By default, each user has their own in their "~/.spamassassin" directory with mode
0700/0600. For system-wide SpamAssassin use, you may want to reduce disk space usage
by sharing this across all users. However, Bayes appears to be more effective with
individual user databases.
bayes_file_mode (default: 0700)
The file mode bits used for the Bayesian filtering database files.
Make sure you specify this using the 'x' mode bits set, as it may also be used to
create directories. However, if a file is created, the resulting file will not have
any execute bits set (the umask is set to 111). The argument is a string of octal
digits, it is converted to a numeric value internally.
bayes_store_module Name::Of::BayesStore::Module
If this option is set, the module given will be used as an alternate to the default
bayes storage mechanism. It must conform to the published storage specification (see
Mail::SpamAssassin::BayesStore). For example, set this to
Mail::SpamAssassin::BayesStore::SQL to use the generic SQL storage module.
bayes_sql_dsn DBI::databasetype:databasename:hostname:port
Used for BayesStore::SQL storage implementation.
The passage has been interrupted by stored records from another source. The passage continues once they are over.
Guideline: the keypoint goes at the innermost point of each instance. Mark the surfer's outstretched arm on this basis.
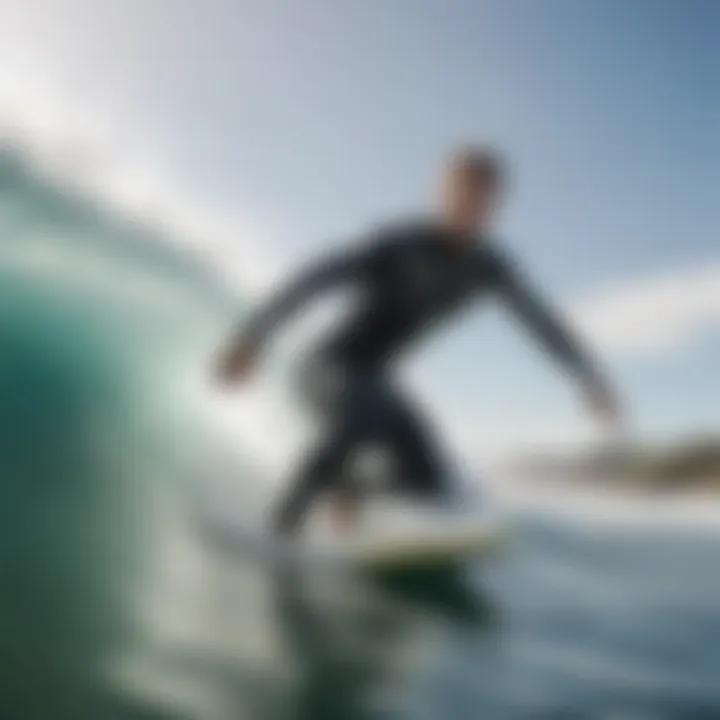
(557, 338)
(335, 271)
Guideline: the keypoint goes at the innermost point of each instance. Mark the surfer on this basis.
(409, 277)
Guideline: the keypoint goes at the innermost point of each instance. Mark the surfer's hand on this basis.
(236, 363)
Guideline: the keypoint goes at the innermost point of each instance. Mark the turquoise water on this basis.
(116, 604)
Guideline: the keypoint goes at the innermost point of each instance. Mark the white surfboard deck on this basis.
(416, 550)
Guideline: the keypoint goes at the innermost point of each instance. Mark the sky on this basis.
(307, 121)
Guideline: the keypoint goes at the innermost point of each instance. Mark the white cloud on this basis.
(656, 315)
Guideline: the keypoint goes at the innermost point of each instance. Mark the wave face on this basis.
(116, 604)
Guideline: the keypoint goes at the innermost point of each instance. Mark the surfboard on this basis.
(419, 550)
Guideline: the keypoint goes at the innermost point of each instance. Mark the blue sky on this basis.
(314, 118)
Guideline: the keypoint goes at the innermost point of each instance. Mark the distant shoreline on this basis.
(692, 464)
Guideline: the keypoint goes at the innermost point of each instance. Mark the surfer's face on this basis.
(469, 201)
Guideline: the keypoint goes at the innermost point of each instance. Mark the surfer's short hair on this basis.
(481, 165)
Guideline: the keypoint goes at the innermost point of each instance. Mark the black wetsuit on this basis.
(410, 278)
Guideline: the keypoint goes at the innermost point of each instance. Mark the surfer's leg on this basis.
(424, 470)
(348, 424)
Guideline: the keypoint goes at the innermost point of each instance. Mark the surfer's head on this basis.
(473, 179)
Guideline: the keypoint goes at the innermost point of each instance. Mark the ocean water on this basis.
(115, 602)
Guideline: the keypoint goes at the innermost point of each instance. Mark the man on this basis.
(410, 278)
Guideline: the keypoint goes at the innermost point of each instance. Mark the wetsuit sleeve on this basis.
(341, 269)
(554, 334)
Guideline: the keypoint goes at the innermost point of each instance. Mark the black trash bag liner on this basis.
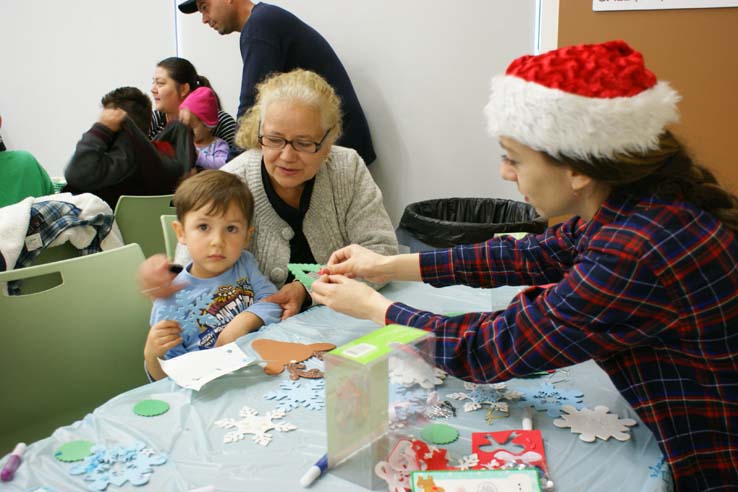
(450, 221)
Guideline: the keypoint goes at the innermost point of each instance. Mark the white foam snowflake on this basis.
(483, 394)
(597, 423)
(552, 399)
(253, 423)
(409, 372)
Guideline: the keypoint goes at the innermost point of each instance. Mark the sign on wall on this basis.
(605, 5)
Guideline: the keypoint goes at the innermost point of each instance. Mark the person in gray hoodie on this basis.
(115, 156)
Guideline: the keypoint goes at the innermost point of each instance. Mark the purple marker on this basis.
(315, 471)
(6, 475)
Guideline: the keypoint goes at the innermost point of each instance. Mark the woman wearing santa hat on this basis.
(645, 275)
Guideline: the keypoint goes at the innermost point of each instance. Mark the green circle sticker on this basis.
(150, 408)
(439, 434)
(74, 451)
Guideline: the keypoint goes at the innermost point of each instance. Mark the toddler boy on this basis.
(224, 285)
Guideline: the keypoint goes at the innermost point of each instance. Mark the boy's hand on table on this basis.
(163, 336)
(290, 297)
(242, 324)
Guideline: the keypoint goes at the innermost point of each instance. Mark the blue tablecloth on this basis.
(197, 455)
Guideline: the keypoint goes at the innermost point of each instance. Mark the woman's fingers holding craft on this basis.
(356, 261)
(350, 297)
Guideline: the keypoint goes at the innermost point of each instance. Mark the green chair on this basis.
(69, 349)
(138, 220)
(170, 237)
(48, 255)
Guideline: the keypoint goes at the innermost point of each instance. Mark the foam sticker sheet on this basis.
(195, 369)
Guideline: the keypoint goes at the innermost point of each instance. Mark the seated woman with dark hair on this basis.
(115, 157)
(174, 79)
(311, 196)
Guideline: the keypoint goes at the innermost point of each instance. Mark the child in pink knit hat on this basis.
(199, 111)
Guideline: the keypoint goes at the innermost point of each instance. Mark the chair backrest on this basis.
(170, 237)
(69, 349)
(48, 255)
(138, 218)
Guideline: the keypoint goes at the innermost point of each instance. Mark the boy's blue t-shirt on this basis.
(214, 302)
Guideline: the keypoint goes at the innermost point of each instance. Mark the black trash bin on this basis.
(446, 222)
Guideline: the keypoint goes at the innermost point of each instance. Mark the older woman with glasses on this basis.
(311, 197)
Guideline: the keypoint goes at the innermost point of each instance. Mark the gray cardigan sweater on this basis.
(345, 208)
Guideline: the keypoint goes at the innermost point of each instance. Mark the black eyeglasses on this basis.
(306, 146)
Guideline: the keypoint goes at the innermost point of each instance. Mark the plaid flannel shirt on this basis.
(648, 289)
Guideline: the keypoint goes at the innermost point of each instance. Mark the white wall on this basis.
(421, 70)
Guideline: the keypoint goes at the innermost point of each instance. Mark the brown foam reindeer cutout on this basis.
(278, 354)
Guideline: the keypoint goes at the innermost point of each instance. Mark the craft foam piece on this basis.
(484, 394)
(551, 399)
(118, 465)
(408, 372)
(253, 423)
(278, 354)
(150, 408)
(597, 423)
(468, 462)
(530, 442)
(439, 434)
(74, 451)
(195, 369)
(302, 272)
(309, 393)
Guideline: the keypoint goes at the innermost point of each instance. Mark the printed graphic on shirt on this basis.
(226, 303)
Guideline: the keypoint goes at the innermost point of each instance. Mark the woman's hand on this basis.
(357, 261)
(155, 278)
(290, 297)
(185, 117)
(350, 297)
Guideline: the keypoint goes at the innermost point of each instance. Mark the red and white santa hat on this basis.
(585, 101)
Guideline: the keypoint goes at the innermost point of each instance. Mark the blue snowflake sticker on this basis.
(118, 465)
(548, 397)
(308, 393)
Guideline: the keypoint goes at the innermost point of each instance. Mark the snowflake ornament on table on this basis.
(412, 371)
(118, 465)
(597, 423)
(483, 394)
(308, 393)
(548, 397)
(253, 423)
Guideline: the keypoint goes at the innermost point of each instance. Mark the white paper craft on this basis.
(194, 369)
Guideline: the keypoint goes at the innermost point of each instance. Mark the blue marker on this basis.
(315, 471)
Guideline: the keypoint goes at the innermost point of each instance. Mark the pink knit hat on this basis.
(202, 103)
(585, 101)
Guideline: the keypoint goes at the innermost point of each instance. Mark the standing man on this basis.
(274, 40)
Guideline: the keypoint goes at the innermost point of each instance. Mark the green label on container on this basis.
(378, 343)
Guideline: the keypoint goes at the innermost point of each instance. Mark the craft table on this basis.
(197, 455)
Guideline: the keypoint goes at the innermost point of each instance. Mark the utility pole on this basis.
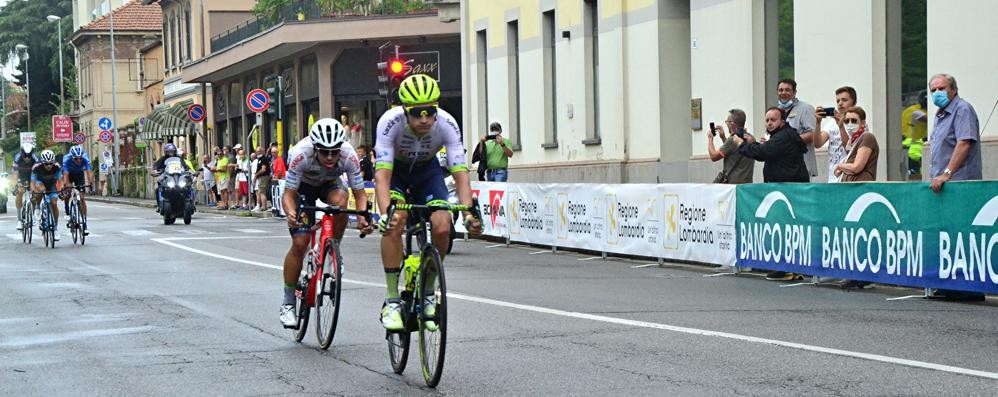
(116, 176)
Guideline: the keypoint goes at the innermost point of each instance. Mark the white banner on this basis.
(674, 221)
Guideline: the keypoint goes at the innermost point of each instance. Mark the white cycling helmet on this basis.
(47, 156)
(327, 134)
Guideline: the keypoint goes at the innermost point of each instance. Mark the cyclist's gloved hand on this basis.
(473, 224)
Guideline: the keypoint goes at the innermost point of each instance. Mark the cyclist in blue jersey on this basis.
(408, 139)
(77, 173)
(24, 161)
(46, 177)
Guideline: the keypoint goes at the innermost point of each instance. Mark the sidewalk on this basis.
(149, 203)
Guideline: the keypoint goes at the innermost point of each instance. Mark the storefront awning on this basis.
(168, 121)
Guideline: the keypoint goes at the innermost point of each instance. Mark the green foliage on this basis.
(914, 74)
(786, 37)
(24, 23)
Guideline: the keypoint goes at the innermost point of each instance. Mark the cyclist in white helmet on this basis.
(315, 165)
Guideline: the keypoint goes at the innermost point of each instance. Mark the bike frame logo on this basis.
(765, 241)
(972, 254)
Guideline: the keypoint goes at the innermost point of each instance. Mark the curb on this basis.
(151, 204)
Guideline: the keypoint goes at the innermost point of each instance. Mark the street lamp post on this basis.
(27, 80)
(116, 176)
(62, 92)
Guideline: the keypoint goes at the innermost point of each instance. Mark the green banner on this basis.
(891, 233)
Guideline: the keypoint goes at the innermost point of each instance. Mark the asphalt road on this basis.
(148, 309)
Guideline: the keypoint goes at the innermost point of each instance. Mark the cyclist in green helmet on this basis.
(409, 137)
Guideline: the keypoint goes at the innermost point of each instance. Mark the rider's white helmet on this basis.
(327, 133)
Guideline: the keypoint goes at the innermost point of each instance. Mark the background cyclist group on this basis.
(407, 170)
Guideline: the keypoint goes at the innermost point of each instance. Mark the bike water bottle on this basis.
(411, 264)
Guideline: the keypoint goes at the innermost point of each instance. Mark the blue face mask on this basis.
(940, 98)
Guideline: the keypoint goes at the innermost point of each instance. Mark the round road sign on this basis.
(258, 100)
(196, 113)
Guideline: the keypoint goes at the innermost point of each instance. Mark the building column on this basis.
(871, 66)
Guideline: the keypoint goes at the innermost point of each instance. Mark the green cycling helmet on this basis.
(418, 89)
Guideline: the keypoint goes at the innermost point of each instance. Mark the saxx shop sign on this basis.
(900, 234)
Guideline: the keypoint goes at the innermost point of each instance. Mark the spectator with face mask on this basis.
(783, 155)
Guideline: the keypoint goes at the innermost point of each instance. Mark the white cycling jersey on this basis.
(304, 167)
(396, 141)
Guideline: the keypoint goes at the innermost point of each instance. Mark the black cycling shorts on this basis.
(78, 179)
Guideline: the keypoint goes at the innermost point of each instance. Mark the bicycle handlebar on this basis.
(334, 210)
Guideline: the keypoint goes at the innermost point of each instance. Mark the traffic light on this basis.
(276, 94)
(392, 72)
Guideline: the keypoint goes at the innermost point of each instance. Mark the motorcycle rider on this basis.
(46, 176)
(169, 150)
(24, 161)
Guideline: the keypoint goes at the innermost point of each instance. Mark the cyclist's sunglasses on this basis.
(422, 111)
(329, 152)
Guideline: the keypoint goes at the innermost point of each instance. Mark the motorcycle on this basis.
(176, 192)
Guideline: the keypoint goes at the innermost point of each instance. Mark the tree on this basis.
(24, 23)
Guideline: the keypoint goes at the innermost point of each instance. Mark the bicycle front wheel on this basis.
(327, 297)
(82, 226)
(432, 320)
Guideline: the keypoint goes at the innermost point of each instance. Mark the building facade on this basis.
(136, 28)
(328, 67)
(623, 91)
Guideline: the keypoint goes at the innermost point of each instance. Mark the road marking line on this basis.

This option give the connect string used to connect to the SQL based Bayes storage.
bayes_sql_username
Used by BayesStore::SQL storage implementation.
This option gives the username used by the above DSN.
bayes_sql_password
Used by BayesStore::SQL storage implementation.
This option gives the password used by the above DSN.
bayes_sql_username_authorized ( 0 | 1 ) (default: 0)
Whether to call the services_authorized_for_username plugin hook in BayesSQL. If the
hook does not determine that the user is allowed to use bayes or is invalid then the
database will not be initialized.
NOTE: By default the user is considered invalid until a plugin returns a true value.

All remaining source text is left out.